Nesse meio tempo, as promessas, o negacionismo, as mentiras, ou apenas a mentira que repetida muitas vezes se transforma em realidade: a de não devastação e existência de queimadas na Amazônia e no Pantanal.

***

O Brasil arde em chamas, de vergonha, e Bolsonaro passeia sua estupidez risonha.

Não sem, aproveitar para passar a boiada, para armar a população, com decretos de desburocratização que permitem a aquisição e porte de armas em maior quantidade, de maior poder de fogo; que facilitam a compra, utilização de armas, por força de afrouxamento de restrições legais.

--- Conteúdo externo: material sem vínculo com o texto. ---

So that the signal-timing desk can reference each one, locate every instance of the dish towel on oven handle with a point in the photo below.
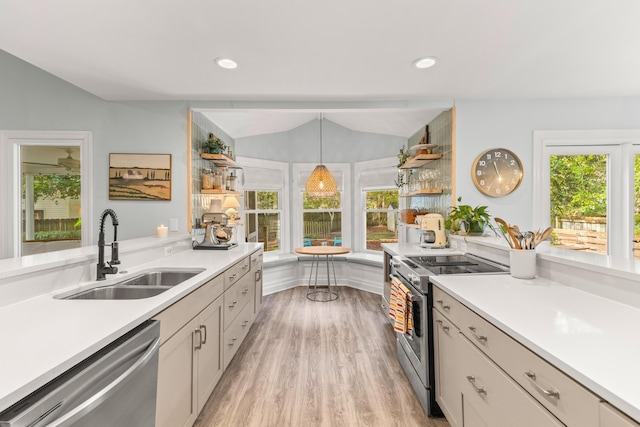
(400, 308)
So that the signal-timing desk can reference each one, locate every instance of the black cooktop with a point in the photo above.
(456, 264)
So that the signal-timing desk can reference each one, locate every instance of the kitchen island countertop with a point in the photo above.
(43, 336)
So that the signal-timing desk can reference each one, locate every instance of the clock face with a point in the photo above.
(497, 172)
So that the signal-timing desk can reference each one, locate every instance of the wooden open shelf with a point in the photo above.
(422, 193)
(420, 160)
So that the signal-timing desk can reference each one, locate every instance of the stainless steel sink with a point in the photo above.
(145, 285)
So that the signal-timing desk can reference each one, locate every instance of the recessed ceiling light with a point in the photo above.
(426, 62)
(226, 63)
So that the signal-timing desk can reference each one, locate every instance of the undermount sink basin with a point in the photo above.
(145, 285)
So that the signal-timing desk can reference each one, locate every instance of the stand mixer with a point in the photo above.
(217, 234)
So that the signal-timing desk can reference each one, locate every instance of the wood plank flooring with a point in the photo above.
(308, 363)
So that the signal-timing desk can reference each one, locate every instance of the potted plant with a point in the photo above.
(216, 145)
(473, 220)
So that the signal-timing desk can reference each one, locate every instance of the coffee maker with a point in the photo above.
(433, 233)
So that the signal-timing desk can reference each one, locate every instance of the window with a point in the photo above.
(376, 203)
(265, 196)
(587, 189)
(262, 213)
(322, 220)
(49, 201)
(381, 212)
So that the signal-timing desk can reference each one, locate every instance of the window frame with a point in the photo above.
(619, 146)
(387, 164)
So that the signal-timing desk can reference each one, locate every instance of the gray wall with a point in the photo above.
(302, 145)
(31, 99)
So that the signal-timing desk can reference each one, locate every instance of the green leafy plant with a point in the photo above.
(472, 220)
(403, 155)
(216, 145)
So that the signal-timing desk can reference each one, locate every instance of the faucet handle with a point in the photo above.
(114, 253)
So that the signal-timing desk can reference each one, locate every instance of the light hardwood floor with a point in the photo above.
(308, 363)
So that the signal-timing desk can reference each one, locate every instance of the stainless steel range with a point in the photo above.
(415, 353)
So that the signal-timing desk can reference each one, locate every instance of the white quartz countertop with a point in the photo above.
(42, 337)
(592, 339)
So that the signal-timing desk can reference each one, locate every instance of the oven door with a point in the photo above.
(415, 347)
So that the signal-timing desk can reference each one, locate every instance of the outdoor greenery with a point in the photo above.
(56, 187)
(579, 186)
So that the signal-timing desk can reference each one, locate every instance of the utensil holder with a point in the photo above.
(522, 263)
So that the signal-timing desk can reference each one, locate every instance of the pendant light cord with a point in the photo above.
(320, 138)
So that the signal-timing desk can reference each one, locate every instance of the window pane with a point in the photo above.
(51, 218)
(636, 209)
(382, 199)
(579, 202)
(381, 228)
(322, 227)
(264, 228)
(267, 200)
(323, 203)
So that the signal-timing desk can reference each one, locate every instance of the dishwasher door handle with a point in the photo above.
(109, 390)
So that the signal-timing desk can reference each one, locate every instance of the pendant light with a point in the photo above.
(321, 184)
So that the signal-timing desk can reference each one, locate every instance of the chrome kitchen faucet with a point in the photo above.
(103, 269)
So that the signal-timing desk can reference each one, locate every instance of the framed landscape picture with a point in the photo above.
(139, 176)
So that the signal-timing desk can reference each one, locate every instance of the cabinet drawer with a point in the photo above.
(236, 297)
(494, 397)
(573, 404)
(175, 316)
(611, 417)
(450, 307)
(235, 272)
(235, 334)
(256, 259)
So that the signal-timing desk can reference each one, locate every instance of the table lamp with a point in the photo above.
(231, 205)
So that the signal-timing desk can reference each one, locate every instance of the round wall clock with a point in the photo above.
(497, 172)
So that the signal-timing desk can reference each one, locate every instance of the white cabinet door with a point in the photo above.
(446, 338)
(611, 417)
(176, 401)
(209, 351)
(495, 398)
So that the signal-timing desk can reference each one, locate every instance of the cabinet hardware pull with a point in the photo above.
(444, 307)
(549, 393)
(204, 333)
(479, 390)
(198, 345)
(476, 336)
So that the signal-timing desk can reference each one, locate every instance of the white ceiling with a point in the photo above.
(331, 51)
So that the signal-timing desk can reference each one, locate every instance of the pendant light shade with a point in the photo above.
(321, 183)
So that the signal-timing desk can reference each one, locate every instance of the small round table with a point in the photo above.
(317, 252)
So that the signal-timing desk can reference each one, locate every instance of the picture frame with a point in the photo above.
(140, 176)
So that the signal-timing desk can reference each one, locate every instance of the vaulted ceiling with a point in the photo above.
(331, 51)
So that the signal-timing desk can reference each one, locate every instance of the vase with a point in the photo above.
(522, 263)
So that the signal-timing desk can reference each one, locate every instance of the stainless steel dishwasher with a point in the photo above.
(114, 387)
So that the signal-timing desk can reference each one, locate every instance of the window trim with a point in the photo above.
(283, 199)
(360, 220)
(345, 195)
(619, 145)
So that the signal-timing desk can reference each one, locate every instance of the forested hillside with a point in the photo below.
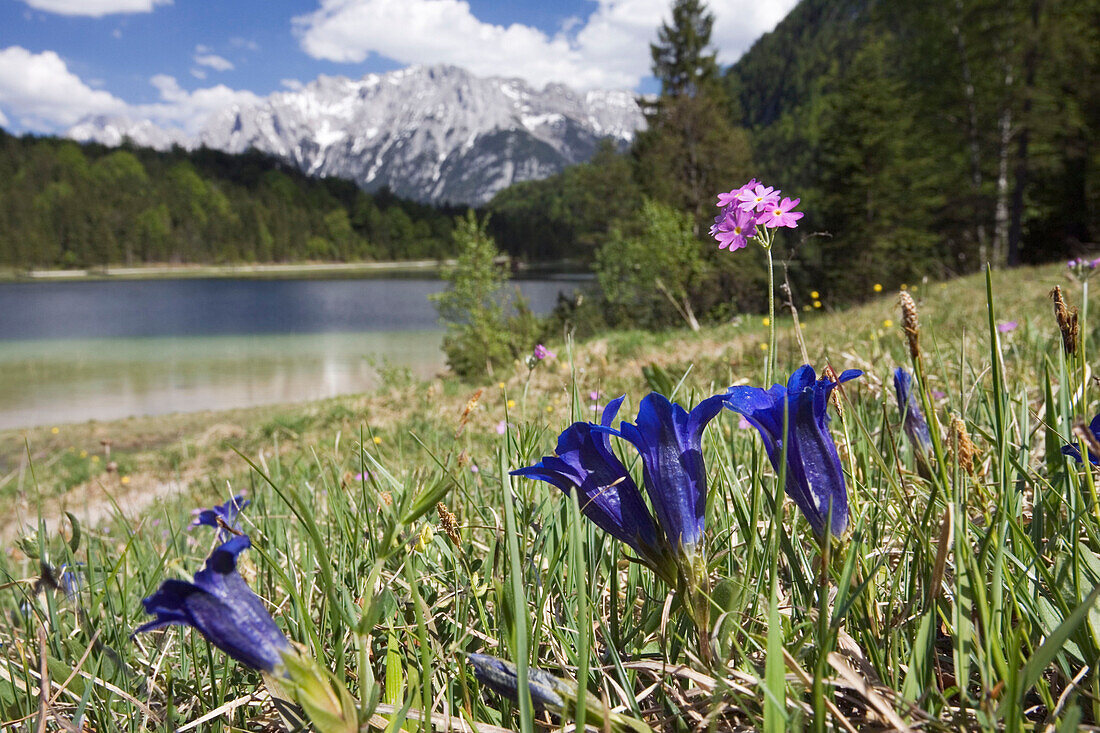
(68, 205)
(923, 139)
(947, 132)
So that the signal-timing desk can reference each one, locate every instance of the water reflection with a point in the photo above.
(73, 351)
(67, 381)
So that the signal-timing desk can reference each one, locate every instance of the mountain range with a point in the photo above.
(430, 133)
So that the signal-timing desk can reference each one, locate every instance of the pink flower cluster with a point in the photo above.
(744, 209)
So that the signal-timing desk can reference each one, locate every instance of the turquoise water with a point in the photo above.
(77, 351)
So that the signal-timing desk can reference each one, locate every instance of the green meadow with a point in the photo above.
(961, 595)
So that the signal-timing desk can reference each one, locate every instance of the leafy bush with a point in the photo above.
(481, 331)
(648, 277)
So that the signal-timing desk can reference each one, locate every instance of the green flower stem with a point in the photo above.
(769, 364)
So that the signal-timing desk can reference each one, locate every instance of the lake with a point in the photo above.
(73, 351)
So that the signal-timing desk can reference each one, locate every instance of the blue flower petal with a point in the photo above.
(913, 423)
(222, 608)
(608, 495)
(669, 440)
(814, 477)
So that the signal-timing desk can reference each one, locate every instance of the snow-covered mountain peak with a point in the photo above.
(436, 133)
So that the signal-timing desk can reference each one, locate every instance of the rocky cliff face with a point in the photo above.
(432, 133)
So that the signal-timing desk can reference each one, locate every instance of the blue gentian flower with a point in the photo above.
(669, 439)
(502, 677)
(222, 608)
(814, 477)
(1076, 452)
(912, 418)
(222, 516)
(608, 495)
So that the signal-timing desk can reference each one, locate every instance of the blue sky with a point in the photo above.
(176, 61)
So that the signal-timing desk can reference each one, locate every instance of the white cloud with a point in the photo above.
(248, 44)
(96, 8)
(40, 94)
(213, 61)
(188, 110)
(611, 48)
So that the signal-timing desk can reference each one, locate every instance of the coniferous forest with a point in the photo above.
(923, 140)
(69, 205)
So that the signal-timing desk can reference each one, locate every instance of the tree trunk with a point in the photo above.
(1001, 210)
(1031, 62)
(972, 137)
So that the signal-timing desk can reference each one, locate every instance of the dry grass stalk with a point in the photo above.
(471, 405)
(910, 324)
(1084, 433)
(1067, 320)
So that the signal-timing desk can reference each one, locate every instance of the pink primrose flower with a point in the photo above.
(782, 215)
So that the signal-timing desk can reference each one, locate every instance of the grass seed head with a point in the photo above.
(471, 405)
(1067, 320)
(910, 324)
(965, 450)
(448, 522)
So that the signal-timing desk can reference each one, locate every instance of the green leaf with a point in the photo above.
(1053, 644)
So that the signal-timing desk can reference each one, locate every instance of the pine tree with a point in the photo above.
(690, 150)
(681, 59)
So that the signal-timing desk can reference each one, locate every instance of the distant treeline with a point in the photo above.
(69, 205)
(923, 139)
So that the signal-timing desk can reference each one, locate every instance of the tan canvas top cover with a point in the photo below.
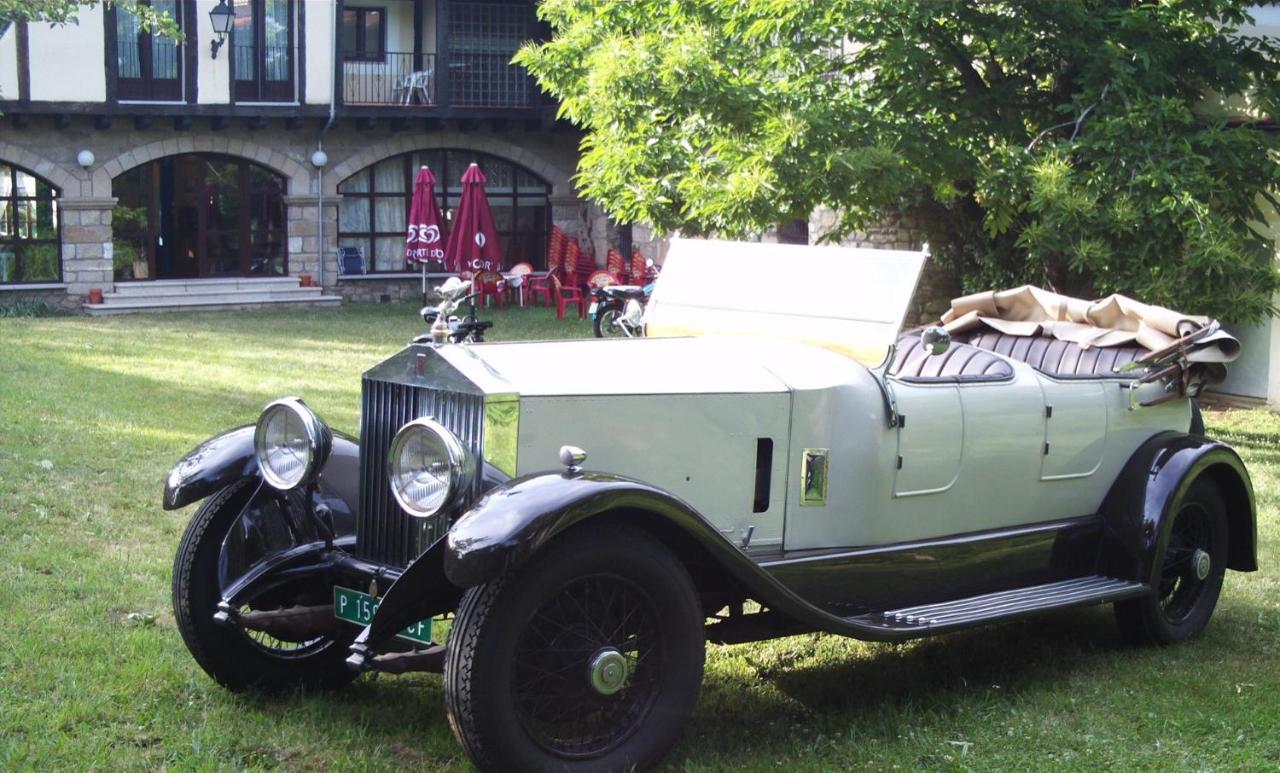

Que determina o fim da marcação que permita o rastreamento da origem das armas, etc. etc.

Tudo isso, atendendo a reivindicações, não da população mais pacata, mas das milícias, dos representantes do poder militar nas comunidades onde as forças de segurança preferem chegar por terceirizados.

***

Em meio a tudo isso,  um repórter qualquer surge para interromper seu sossego e se dispõe a questionar os recursos que, sem qualquer pudor se ofereceram para irrigar as contas de sua esposa. Os depósitos que, sem explicação plausível, seu ajudante de ordens fez a sua mulher. Pior, os depósitos que a mulher do ajudante de ordens fez para a sua mulher.

O que poderia esperar esse repórter intrometido, curioso em excesso, em pleno domingo no Planalto Central? Ainda mais em passeio ecumênico, que envolvia ida à Catedral?

***

Não bastasse mais uma vez escamotear dados e agir para desmontar estruturas de apoio a crimes que implicam violações de direitos contra mulheres, menores, etc.

Bolsonaro tinha que voltar a ser o que sempre foi. E ameaçar bater, “encher de porrada” quem ameaçou o recesso de seu lar, sua família, o grupo de seus amigos milicianos.

E, pode até aproveitar para se justificar junto ao eleitorado tipo gado que o acompanha. Afinal, com a mulher, a família, os negócios da gente, qualquer cidadão brasileiro sabe que ninguém deve mexer.

Um comentário:

Anônimo disse...

"já ir" escondeu, bravamente, aquilo que nunca deixou de ser: um bufão, que por ser incapaz de qualquer argumento minimamente razoável apela à truculência; especialmente quando coberto pelo manto do Estado, seja como deputado ou presidente.
Apesar de todas as evidências de falcatruas, o melancólico presidente da câmara dos deputados, insiste em sumariamente ignora-las e assim endossa as bravatas do chefe do executivo. E como desgraça pouca é bobagem, a popularidade de "já ir" aumentou.
O que me parece sugerir o quão carente é nossa população, tanto no plano material, quanto no plano de formação e por fim de informação. De tal forma que "já ir" vai usurpando obras de que não é autor, se apropriando de decisões que não tomou...
O que não chega a ser uma novidade na história. Todavia, no apogeu da sociedade da informação é lamentável e pavimenta, pelo menos a meu ver, para governos escrotos.
A resistência nunca foi tão necessária quanto agora!